Cathi just brought the boy home from the weekend at his father’s and he’s arguing that she should have done his chores while he was not here.

And while I was typing the last line Cathi changed the channel from Flash Gordon (the new series) to something else, black and white gonfiabili world war ii  bombers dropping bombs on Europe which was not what she wanted to see, but- when I complained, she hit the back button on the teevee.

It’s a Sunday- I changed the clocks, including the internal clocks in all the computers at the studio and here we are… getting ready to try again to wish happy birthday to my friend in Vermont.

—–Jim

Daylight Savings Time.

Posted by Jim - March 8th, 2009

Eastern Corner of our Living Room-I’ll have to go into the studio today and make sure all the clocks on all the computers are set correctly.

-But here is the Eastern Corner of our living room. The house is situated so the corners point to the compass points.

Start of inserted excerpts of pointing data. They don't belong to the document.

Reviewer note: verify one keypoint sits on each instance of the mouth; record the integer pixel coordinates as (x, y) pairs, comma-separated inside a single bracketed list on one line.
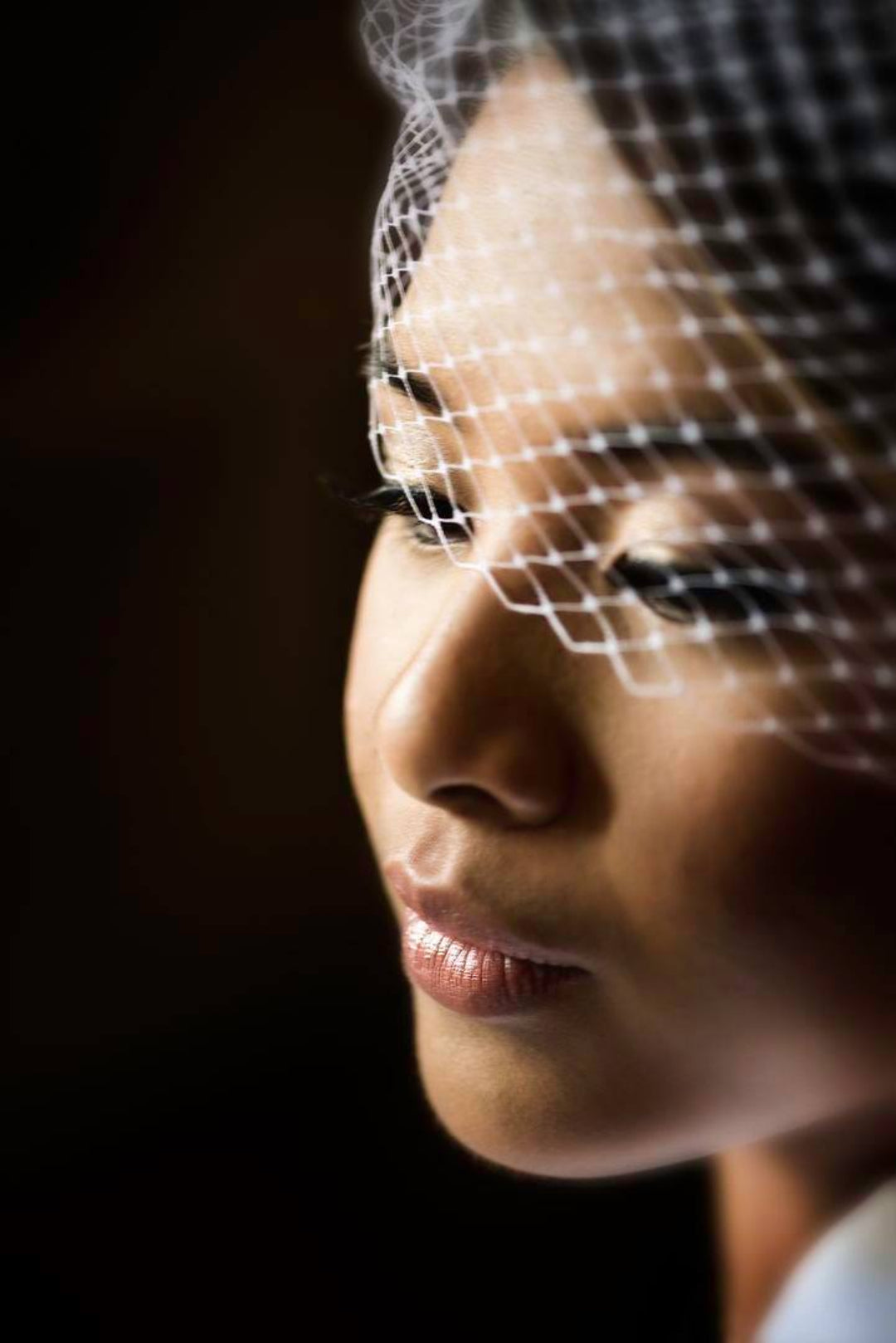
[(469, 967)]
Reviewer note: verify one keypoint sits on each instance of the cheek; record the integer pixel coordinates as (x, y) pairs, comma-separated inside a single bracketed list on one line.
[(382, 643), (740, 858)]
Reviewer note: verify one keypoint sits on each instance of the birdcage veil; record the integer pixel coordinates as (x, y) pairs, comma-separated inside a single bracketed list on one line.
[(726, 297)]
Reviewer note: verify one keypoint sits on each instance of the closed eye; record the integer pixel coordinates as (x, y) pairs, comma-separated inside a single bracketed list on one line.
[(687, 593), (433, 519)]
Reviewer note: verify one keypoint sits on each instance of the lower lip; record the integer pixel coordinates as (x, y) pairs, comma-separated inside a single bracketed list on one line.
[(475, 980)]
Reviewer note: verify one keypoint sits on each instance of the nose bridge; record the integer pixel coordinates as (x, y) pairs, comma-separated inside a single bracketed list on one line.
[(472, 720)]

This was a couple hours ago. Cathi was half watching a movie from India about a royal love triangle and had just announced, “I’m watching a silly movie from India, it must be way past time to go to bed.” (She was also working on computer stuff on her laptop. We have at least half a dozen projects going on at once, including getting a dvd ready for a friend, editing a radio interview with Geneve Blue (who wrote “I Ching Jukebox”, a novel) several web pages, a couple custom graphics for web pages… and income tax returns (which seem to be much more complicated up here in Canada than anything I had to deal with in the states.) )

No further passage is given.